Congrats!. I think I remember that story (Arrows, co-arrows), but it is an old one of yours, right?. Is it the one about the 2d torus universe?

Best Wishes.

Alvaro Zinos-Amaro said...

Hey Mr. London! Thanks!!! I do believe you saw the story that eventually gave birth to this one :-) Man, your memory is impressive!

The story that will be published is significantly different from what you saw, though it shares the title -- basically a new piece, though there's a few ideas that carried over.

Anonymous said...

As promised...
This one warranted two readings, and now as I go to post my thoughts gets a third for good measure and accurate recollection.

The first thing I noticed and loved is the rhythm of oppression and ceaseless futile effort created by the ant farm, and then supported by Trander's outing to get food - food the ants probably won't even eat - on a route to the store and back again that no matter how different always leads to the same place.

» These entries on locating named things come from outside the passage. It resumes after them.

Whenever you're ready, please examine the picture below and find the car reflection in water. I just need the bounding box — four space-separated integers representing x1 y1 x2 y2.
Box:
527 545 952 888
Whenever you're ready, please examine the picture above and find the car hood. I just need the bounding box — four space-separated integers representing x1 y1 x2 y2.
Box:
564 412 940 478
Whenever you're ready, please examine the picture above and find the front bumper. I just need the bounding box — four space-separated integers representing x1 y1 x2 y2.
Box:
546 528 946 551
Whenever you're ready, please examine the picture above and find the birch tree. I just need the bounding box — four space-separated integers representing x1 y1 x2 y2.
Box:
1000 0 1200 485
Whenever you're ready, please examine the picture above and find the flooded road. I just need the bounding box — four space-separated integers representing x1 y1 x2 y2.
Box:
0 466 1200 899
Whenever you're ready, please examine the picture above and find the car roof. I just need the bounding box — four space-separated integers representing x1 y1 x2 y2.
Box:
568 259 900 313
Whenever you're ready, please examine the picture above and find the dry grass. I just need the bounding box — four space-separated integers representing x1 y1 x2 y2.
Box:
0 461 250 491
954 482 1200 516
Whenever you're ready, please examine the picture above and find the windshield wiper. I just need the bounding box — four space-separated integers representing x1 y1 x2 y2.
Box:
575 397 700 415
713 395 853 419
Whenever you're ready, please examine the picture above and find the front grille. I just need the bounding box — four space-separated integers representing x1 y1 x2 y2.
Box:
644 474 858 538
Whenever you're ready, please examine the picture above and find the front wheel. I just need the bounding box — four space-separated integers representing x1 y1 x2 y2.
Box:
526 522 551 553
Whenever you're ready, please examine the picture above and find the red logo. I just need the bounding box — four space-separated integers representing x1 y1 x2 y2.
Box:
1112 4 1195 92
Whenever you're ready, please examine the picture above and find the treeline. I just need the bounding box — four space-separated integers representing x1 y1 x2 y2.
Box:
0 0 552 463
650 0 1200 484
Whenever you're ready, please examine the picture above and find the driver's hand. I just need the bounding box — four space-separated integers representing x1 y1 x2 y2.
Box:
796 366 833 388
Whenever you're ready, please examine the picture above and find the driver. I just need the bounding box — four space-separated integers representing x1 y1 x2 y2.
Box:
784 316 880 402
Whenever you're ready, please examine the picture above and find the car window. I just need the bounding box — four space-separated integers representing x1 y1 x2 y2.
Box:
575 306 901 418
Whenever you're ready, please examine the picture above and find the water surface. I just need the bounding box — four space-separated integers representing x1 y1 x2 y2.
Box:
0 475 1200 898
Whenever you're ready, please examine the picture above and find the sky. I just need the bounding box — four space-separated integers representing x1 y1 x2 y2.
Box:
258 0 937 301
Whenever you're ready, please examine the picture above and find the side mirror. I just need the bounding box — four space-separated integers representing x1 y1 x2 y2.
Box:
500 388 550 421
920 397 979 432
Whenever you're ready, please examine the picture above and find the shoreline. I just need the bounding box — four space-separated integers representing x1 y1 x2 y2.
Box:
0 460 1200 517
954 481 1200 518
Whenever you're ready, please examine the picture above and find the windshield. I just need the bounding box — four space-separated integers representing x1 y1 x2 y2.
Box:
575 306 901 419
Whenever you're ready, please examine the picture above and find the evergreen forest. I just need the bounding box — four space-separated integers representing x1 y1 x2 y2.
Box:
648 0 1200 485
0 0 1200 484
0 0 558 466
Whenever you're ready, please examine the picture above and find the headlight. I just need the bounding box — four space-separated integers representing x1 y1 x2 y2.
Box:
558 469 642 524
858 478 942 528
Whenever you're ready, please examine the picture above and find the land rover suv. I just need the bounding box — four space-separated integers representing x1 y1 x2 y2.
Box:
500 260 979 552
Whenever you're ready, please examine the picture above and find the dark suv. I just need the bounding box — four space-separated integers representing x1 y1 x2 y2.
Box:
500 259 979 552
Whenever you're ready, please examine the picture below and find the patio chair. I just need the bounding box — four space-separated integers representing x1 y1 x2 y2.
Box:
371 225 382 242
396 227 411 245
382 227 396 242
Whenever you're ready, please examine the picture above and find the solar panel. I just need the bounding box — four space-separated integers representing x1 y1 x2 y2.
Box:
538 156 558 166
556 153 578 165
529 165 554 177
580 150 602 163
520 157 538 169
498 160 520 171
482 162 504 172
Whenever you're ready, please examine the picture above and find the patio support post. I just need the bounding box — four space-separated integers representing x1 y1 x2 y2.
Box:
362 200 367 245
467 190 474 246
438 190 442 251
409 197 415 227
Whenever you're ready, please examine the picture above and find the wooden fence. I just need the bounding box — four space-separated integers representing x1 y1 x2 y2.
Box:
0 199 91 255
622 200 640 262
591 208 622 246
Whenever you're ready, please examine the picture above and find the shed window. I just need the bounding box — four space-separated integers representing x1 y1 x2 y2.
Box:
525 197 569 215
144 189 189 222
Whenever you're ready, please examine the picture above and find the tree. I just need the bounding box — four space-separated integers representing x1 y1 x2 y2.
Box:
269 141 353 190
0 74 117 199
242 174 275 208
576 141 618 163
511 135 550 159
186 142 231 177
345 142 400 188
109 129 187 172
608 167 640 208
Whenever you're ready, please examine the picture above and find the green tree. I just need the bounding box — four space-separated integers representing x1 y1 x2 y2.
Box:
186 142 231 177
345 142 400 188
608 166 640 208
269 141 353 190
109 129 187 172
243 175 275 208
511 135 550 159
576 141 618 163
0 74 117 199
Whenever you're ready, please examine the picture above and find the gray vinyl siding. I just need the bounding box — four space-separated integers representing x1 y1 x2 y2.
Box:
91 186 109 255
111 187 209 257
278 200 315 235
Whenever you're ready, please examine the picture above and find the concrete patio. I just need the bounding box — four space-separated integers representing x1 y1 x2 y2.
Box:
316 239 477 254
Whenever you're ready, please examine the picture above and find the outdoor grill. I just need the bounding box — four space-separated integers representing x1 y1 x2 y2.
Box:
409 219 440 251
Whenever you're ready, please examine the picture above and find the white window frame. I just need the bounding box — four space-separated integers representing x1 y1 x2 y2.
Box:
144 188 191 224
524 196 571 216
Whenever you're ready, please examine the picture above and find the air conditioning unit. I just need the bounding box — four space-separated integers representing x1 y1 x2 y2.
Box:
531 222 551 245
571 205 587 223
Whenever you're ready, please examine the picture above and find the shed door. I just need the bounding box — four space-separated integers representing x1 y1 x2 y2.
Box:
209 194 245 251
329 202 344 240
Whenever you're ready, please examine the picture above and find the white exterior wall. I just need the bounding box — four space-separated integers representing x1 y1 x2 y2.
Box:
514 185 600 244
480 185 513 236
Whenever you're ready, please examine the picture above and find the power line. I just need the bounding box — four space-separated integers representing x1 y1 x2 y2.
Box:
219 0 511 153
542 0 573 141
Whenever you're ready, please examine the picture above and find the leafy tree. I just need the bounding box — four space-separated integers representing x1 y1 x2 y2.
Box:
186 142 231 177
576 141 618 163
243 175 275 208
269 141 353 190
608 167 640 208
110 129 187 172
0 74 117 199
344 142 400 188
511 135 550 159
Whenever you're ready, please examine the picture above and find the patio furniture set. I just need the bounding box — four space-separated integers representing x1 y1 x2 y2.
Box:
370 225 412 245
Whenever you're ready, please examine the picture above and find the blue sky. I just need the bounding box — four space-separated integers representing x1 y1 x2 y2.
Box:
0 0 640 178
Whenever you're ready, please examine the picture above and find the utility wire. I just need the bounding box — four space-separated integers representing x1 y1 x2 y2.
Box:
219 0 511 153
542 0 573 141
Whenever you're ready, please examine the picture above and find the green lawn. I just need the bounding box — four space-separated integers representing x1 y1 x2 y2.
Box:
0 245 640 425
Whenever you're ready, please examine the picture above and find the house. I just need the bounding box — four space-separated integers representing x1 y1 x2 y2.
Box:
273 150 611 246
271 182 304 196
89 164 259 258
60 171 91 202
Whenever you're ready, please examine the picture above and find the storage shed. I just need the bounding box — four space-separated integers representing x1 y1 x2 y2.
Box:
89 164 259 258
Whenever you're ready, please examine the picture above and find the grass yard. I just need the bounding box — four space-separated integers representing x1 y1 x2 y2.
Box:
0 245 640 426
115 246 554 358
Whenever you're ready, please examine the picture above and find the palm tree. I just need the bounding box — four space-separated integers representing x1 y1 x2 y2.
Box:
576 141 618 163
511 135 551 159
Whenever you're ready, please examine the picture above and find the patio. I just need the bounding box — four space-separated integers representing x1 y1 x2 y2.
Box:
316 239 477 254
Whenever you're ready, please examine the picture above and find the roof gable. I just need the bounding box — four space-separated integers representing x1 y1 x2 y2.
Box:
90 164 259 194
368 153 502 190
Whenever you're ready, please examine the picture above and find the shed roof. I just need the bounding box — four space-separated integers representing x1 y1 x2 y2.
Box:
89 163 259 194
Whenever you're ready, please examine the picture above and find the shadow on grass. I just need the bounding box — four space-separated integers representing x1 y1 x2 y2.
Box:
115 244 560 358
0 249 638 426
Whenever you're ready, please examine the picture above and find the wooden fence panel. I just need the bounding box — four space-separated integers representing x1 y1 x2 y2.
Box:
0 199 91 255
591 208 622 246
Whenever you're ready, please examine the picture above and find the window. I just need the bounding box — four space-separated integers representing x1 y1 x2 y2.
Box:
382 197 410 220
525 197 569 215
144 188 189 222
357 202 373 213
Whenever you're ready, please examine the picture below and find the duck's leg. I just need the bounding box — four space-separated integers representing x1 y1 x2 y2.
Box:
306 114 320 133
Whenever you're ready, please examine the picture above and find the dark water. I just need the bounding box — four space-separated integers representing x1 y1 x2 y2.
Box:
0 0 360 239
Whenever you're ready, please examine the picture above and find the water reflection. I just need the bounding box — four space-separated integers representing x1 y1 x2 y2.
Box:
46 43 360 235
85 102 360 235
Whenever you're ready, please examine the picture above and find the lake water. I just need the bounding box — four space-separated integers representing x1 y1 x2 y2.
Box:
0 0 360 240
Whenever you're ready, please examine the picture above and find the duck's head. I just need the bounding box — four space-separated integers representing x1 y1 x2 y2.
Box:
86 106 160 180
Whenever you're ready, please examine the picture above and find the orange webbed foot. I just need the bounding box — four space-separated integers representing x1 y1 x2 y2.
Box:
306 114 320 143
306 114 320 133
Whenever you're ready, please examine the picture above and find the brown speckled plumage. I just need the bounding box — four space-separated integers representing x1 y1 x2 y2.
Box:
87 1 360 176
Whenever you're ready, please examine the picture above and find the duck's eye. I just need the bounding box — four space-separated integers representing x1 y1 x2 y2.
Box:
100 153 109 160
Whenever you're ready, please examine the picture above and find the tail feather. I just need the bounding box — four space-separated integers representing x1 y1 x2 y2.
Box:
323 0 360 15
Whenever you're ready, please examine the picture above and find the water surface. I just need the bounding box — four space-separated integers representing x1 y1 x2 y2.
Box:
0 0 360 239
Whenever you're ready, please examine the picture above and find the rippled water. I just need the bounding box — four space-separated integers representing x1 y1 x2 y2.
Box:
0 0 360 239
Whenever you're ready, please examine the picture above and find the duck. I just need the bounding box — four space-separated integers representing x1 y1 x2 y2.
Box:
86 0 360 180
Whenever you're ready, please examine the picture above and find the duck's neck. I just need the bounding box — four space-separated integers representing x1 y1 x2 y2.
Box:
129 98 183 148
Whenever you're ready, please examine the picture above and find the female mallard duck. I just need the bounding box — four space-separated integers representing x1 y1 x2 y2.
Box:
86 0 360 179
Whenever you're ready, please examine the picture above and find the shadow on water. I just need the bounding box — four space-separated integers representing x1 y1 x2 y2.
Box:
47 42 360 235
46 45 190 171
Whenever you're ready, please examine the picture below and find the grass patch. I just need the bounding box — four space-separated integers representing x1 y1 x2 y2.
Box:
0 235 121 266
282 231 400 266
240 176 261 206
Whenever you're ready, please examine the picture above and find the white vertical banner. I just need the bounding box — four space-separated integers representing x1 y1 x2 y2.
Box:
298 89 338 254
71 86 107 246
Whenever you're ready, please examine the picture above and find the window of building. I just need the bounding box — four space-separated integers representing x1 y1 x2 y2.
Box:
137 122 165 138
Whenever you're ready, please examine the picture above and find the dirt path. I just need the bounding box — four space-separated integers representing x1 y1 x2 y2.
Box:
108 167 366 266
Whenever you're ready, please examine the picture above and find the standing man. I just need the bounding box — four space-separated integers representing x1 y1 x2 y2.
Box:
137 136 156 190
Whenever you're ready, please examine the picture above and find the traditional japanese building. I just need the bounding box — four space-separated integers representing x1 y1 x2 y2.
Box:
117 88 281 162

The imagery of circles and echoes throughout the story reinforces this theme without beating you over the head. I thought it was very clever, esp. when it's braided into the conclusion.

Trander's headache gives a sense that something is wrong, and yet at the same time it fits into the setting of the story in such a way that his existence in this city without a headache seems unreasonable. He should have a headache. Everyone who lives here should have a headache. Just like everyone depicted in 1984 should feel hungry, dirty, and tired all the time. His discomfort both acts as a symptom of his surroundings and helps to create them. Good juxtaposition alongside Elissa's cancer..."You live with it so long, you almost begin to think it's a part of you."

The part that worked the least for me was the relationship between Trander and Elissa. Elissa is described in the story a couple of times, and seems a particularly cookie-cutter beauty in her appearance with no character revealing flaws. This struck me as a little jarring and unrealistic when I read it the first time, and then after coming to the conclusion and going back for a second read I determined it both works and doesn't. Elissa being so bland makes the relationship and emotion between her and Trander false. Had there been more depth written into her character, revealing more of his love for her, it would have existed in contrast the rest of the story creating a sense of that relationship, its reliving and resolution, as Trander's purpose for being in town in the first place. Maybe that would have been a good thing and maybe not. For me I couldn't feel the connection. It didn't feel deep enough to represent what Trander had really lost.

All said I loved the story and even a third reading reveals more for me about comfort and courage and compassion. The writing was solid. I had a little trouble with the opening paragraph – too much simile and metaphor – but other than that my goodness but you do write well!